None of this will have been on Phil and Kathy’s mind, our friends from Keighley in West Yorkshire (UK).  Ironically that day, 31st January was Phil’s birthday but it was also the day his Father died.  My heart goes out to them as I know what they will be going through, a tough period that I experienced myself when my own Mother died on 1st October 1999.   

Friday morning was just as stressful as Thursday morning.  I was up early to drive to work for an internal meeting with the staff, what we call Yoigo Mornings.  I organize these events every quarter to explain the financial results.  I have to prepare the presentation of course and as usual, we were making last minute changes up until the last moment.  Most of the stress I felt that morning was from driving to work early with the traffic jam which on Friday was worse than ever because of extreme fog.
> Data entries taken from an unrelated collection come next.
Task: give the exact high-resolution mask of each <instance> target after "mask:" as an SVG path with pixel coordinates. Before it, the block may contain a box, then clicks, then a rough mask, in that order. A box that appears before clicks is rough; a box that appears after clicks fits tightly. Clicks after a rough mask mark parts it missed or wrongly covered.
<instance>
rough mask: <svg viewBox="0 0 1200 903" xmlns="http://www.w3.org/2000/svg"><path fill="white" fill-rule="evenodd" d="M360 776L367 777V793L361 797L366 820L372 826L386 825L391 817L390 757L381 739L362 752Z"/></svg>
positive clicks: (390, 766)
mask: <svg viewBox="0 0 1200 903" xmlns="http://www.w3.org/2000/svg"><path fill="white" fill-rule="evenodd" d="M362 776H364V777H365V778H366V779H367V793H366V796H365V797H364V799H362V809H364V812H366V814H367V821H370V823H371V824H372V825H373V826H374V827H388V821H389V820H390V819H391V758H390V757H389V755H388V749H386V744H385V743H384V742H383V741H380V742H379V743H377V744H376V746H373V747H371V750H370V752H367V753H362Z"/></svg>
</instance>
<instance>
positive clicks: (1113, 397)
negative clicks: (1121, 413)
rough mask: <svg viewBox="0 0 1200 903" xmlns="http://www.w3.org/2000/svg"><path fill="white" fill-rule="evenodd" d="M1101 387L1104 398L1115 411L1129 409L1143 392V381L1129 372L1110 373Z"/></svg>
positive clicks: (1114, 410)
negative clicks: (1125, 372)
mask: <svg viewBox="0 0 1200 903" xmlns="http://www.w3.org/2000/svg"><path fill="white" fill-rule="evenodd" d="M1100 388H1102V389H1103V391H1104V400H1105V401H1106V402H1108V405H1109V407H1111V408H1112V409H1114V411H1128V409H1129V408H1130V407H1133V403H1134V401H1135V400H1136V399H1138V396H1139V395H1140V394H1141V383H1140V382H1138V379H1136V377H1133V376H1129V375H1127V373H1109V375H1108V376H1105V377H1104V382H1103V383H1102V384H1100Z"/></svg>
When one of my colleagues commented to me: “but Masha everything you do always comes out fine”, I was happy to hear that is what she thought but replied that success never comes without some stress and loss of adrenalin. 
On Friday we had our first Yoigo Morning of the year

There was a very tense moment too during the staff meeting, for that was when I heard, via my phone, that the CEO of TeliaSonera had resigned.  The company is embroiled in its own scandal in Sweden with accusations about possible shady conduct in the acquisition of a network license in one of the most corrupt countries in the world, Uzbekistan.  A report from a legal company that week found nothing to support the allegations but when the CEO, Lars Nyberg, a big burly Swede, realised he did not have sufficient support from the Board, he decided to quit after five and a half years as TeliaSonera’s chief executive.  It was my job to send out a release internally explaining what had happened and to monitor the Spanish press to see what repercussions there would be locally.   So these are new times for our Swedish owners.  

The drive home was much easier and it was great to arrive to find the lunch ready and made by Oufa and nice to know that we were to be joined by Susana once again.  I spent the afternoon working with her.  

Being Friday and my first day of “consolidation” I decided there and then that my first so-called “celebration meal” would be that night.  After our walk, Eladio and I went to La Vaca Argentina where I enjoyed things like a simple glass of red wine or a piece of bread that tasted like heaven after three weeks of abstaining.  Not surprisingly I had a bad night because of the heavy stomach and woke up with a headache.  

The weekend has been quiet, our walks, reading, making meals and watching television in bed at night, one of our favourite pastimes if the content is good enough to keep me awake.  Well it was last night as the lovely, if somewhat controversial film called “Camino”, was shown again on TVE.  You can read about the film here and judge for yourselves or even better watch the trailer here. The film is a criticism of the Opus Day Catholic organization and a distortion of the real story of a girl called Alexia who died from spinal cancer aged fourteen and who is currently in the process of canonization.   Whatever anyone may think about the film, one thing no one will doubt about is of the wonderful performance of the actors and the beauty and freshness of Alexia, played by the delightful Nerea Camacho.
We watched this delightful film last night on the TV

Today Sunday is equally quiet, no Suzy for lunch, Oli only coming back late tonight, but of course the best day to write my blog.

Next week will be my birthday.  I will be 56, nearer 60 than 50 but I prefer not to see it that way.  I feel young, hopefully look young and with all my dieting and walks, feel healthy and on top of the world.  

So my friends, with that I leave you for this week.